Do you listen for tornado
warnings in Nankin or Rowsburg? Those new systems were installed because of
Community Development Block Grants, along with various sewer projects and road
paving in the county. Have you walked the Freer Field path (also known as the
Dale-Roy sidewalk project)? CDBG funds as well as privately-raised funds made
this possible.
Did you realize your neighbor has a new ramp leading into her house, allowing her access to the family home despite her worsening multiple sclerosis? That HUD-finded program, that can also help with disintegrating foundations or wells that run dry, is slated to be eliminated too.
Have you ever ridden Amtrak? One
summer, work schedule didn’t allow for one of our sons to travel with us to
Maine on our family vacation, but he was able to travel on the train, with
enough time in Philadelphia to grab a cheesesteak. As it stands, all Ohio
Amtrak service will be eliminated.
While the waters of Lakes Erie,
Niagara, Huron, Superior and Michigan don’t lap upon Ashland County shores,
we’re close enough to the Great Lakes to be concerned about the toxic pollution
hotspots the Great Lakes Restoration funding attempts to mitigate. And there
are also nuisance species like phragmites, an invasive reed which blogger Jim
McCormac described as “scrambling around with astonishing speed, threading its
way into all available nooks and crannies like a chlorophyll-filled cockroach.”
I’m not a naturalist or botanist, but I see a horror movie in my future, with the
uncontrolled twenty-foot tall phragmites crawling out of my bathtub drain.
As to the elimination of the
National Endowment for the Arts and the National Endowment for the Humanities, what
can I say? If you’re a regular reader, you know my view on the value of the arts
and humanities.
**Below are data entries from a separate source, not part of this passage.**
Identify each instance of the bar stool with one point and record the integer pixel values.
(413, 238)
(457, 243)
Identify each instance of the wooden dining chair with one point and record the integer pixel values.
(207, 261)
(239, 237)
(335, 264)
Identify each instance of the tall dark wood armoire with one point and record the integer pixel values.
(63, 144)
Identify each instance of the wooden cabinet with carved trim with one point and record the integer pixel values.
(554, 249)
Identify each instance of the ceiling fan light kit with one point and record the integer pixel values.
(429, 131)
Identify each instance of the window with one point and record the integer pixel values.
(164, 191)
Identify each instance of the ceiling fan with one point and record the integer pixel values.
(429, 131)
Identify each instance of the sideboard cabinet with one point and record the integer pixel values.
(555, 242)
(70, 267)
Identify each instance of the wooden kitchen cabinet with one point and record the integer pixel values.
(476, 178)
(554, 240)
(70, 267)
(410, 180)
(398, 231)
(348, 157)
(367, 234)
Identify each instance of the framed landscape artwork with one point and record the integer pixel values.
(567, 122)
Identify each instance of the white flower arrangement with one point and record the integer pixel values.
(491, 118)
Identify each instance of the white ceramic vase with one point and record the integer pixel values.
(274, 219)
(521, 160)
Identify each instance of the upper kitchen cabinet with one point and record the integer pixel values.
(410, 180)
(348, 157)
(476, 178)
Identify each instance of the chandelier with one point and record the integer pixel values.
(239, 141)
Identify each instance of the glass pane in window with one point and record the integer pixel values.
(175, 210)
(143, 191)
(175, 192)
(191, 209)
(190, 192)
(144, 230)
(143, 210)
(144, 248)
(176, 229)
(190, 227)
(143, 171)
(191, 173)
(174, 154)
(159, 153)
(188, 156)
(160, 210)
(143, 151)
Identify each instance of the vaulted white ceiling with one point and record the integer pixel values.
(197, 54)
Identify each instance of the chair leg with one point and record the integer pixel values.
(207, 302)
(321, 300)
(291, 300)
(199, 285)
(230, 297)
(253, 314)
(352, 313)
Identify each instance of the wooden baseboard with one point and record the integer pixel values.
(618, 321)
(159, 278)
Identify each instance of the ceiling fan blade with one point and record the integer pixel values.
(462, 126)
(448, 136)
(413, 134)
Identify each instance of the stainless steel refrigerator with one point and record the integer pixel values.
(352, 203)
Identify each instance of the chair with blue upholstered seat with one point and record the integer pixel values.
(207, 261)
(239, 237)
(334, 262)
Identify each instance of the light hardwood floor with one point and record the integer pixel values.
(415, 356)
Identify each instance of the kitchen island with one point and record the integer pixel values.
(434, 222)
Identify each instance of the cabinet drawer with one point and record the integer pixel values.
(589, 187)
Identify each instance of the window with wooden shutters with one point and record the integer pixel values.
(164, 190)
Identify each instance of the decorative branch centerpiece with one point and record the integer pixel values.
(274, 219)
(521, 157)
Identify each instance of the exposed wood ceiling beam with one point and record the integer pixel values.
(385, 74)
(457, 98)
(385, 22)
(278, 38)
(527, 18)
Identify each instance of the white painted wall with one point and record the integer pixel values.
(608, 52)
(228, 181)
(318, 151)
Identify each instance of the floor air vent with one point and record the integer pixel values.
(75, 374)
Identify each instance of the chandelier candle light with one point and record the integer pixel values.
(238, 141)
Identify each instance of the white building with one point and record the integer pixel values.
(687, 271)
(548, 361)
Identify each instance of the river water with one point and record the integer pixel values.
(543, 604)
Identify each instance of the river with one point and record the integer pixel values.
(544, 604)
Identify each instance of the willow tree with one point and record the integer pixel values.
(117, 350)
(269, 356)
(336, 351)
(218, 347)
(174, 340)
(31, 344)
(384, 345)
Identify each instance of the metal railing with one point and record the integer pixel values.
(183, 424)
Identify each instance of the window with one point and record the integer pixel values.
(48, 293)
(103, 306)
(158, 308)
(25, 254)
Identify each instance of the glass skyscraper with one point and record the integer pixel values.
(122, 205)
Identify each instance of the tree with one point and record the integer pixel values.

As Arlene Goldbard noted, these cuts would threaten “the small
programs that help us know and understand each other.” Programs like Ashland
Chautauqua, regional arts centers, the Massillon Museum, and perhaps even our
own Schine Theater project, part of downtown revitalization. Why? Because
elimination of federal funds will also increase competition for state funds.
The Center for Public
Broadcasting, which includes funding for NPR, PBS, and local affiliates, is
also threatened. To draw attention to this threat, a video is making the rounds
on social media that documents the firing of Elmo after thirty-two years of
employment on Sesame Street Workshop. He’s given the job lead of taking
pictures with tourists in Times Square for tips, not a good option.
Yet after he mulls on his own
loss, he has two other questions. The first is his concern for the other
monsters who are losing their jobs, but the second is this one “But what about
the kids?”
What about the kids, our kids? What
about the elderly who want to remain in their own home? What about those who
need heating or housing assistance, safe water, a nutritious meal? What about us?
Today, I’m wondering about that too, Elmo.